Topping nutritious salads with dressings that have far too much sodium may also result in a spike in one’s blood pressure. Furthermore, “two tablespoons of Italian salad dressing may contain as much as 350 milligrams of sodium,” Kathy McManus, the director of the Department of Nutrition at Harvard-affiliated Brigham and Women’s Hospital, told Harvard Health. Additionally, this amount of sodium reportedly exceeds that of a medium-sized order of McDonald’s fries, according to the same Harvard Health article.
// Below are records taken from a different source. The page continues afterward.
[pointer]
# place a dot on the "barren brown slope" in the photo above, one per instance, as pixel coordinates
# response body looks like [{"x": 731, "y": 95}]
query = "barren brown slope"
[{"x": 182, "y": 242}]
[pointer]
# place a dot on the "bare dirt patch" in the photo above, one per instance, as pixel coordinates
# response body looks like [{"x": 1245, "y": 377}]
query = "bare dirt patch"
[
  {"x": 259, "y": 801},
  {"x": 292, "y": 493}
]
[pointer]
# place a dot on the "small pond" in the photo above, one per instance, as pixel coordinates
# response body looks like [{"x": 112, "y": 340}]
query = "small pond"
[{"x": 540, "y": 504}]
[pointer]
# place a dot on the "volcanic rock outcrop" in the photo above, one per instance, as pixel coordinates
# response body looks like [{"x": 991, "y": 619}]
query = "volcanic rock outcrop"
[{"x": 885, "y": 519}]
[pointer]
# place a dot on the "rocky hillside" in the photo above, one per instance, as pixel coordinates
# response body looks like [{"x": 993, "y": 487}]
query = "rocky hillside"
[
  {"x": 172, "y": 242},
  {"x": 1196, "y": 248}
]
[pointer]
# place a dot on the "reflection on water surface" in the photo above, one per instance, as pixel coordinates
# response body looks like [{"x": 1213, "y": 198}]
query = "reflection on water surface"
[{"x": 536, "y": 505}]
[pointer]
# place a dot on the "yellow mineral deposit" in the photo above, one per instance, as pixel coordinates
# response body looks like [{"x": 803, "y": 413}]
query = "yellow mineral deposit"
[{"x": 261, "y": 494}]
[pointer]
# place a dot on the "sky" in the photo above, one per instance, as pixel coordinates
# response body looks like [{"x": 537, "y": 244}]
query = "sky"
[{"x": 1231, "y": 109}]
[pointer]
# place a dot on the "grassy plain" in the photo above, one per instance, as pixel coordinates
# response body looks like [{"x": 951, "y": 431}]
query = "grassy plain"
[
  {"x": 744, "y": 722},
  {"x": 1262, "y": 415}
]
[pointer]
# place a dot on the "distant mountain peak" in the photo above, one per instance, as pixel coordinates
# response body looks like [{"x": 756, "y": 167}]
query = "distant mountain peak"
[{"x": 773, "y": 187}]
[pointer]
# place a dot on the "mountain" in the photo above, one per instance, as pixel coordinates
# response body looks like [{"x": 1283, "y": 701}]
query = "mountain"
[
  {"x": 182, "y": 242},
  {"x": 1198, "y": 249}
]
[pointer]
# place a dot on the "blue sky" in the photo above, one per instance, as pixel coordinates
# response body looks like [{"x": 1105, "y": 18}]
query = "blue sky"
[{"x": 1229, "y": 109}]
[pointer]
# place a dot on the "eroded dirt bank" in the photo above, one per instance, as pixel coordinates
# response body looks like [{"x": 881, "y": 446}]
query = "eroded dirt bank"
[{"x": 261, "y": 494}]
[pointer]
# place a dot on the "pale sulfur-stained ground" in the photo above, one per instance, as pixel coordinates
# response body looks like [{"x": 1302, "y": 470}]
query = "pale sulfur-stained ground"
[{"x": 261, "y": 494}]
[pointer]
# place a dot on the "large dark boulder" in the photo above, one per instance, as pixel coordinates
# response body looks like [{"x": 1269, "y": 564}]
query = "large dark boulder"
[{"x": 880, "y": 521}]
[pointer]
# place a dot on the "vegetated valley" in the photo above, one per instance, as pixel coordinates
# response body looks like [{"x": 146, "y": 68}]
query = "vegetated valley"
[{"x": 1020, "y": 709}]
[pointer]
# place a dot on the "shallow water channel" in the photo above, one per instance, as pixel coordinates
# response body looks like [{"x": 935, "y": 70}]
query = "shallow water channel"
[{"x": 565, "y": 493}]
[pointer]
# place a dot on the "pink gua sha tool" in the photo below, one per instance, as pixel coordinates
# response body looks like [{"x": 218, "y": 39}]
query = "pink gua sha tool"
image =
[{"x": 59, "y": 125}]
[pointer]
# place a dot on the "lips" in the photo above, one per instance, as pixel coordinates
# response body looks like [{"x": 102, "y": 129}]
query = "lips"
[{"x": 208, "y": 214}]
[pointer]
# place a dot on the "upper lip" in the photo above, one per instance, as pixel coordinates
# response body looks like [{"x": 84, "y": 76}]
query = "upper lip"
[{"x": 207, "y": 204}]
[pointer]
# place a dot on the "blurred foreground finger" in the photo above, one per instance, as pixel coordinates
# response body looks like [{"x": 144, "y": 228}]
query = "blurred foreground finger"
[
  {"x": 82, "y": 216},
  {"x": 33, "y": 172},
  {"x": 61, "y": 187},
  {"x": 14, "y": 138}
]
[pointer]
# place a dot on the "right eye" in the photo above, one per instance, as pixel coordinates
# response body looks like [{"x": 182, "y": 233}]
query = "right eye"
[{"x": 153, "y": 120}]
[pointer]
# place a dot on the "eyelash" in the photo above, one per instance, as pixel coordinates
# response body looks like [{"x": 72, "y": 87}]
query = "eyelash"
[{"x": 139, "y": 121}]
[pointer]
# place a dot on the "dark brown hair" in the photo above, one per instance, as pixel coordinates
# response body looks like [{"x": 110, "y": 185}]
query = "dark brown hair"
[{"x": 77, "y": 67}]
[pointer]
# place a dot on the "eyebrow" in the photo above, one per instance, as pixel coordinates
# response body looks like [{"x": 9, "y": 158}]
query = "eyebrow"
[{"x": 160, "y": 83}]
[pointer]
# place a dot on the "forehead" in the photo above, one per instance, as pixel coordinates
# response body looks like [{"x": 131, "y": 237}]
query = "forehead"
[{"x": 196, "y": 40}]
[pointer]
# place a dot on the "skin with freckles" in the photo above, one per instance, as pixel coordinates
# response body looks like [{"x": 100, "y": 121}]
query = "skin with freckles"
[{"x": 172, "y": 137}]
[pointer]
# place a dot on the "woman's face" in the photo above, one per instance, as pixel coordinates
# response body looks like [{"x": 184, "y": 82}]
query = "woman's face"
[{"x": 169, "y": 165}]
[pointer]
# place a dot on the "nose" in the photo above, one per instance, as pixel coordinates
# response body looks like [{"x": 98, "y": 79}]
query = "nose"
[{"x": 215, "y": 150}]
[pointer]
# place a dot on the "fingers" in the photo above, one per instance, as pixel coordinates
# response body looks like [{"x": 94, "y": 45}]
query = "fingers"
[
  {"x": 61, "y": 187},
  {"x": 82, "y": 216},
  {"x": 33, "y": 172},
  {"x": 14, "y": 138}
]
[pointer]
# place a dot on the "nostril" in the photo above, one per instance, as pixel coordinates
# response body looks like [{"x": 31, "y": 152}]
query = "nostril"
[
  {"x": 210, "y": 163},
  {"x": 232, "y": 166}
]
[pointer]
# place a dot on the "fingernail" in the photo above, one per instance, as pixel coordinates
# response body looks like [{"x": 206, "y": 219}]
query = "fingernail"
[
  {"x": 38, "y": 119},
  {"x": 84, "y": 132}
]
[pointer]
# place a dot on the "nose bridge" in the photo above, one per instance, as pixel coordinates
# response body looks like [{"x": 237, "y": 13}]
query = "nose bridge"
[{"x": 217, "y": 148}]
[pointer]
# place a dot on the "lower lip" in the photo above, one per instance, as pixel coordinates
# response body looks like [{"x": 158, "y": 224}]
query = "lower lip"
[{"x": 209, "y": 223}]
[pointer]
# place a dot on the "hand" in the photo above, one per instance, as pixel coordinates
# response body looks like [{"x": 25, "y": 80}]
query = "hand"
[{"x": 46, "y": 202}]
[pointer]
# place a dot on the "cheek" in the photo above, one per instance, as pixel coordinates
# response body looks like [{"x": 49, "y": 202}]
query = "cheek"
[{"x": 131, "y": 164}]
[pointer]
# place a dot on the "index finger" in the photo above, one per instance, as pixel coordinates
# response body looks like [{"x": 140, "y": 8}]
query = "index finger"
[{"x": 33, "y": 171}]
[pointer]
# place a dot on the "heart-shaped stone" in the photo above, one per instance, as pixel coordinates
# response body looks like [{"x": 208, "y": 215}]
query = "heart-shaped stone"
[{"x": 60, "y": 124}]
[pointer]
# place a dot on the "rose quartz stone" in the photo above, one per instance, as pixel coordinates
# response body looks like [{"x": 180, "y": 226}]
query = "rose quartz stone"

Proteins and healthy fats play an important role in the keto diet. While ultra-processed meats—like deli meats, hot dogs, and sausages—don’t have carbs or sugars, they are high in nitrates and aren’t good for your heart health in the long run. So, when planning out meals with proteins and healthy fats in mind, you should try to opt for leaner meat choices to maintain healthy cholesterol levels.
“Choose lean meats to avoid high cholesterol intake,” recommends Brittany Dunn, MS, RDN, CD, and chef who specializes in sports nutrition. “[Eating more lean meats can also] limit saturated and trans fats in processed foods and meat.”
The keto diet may have its benefits, but one can only take advantage of these when they stick to the requirements the diet demands. And while going low-carb and sugar isn’t always going to be easy, avoiding the types of foods listed above will give you the best chance. Focusing on high-protein and high-fat foods is also key when committing to this meal plan.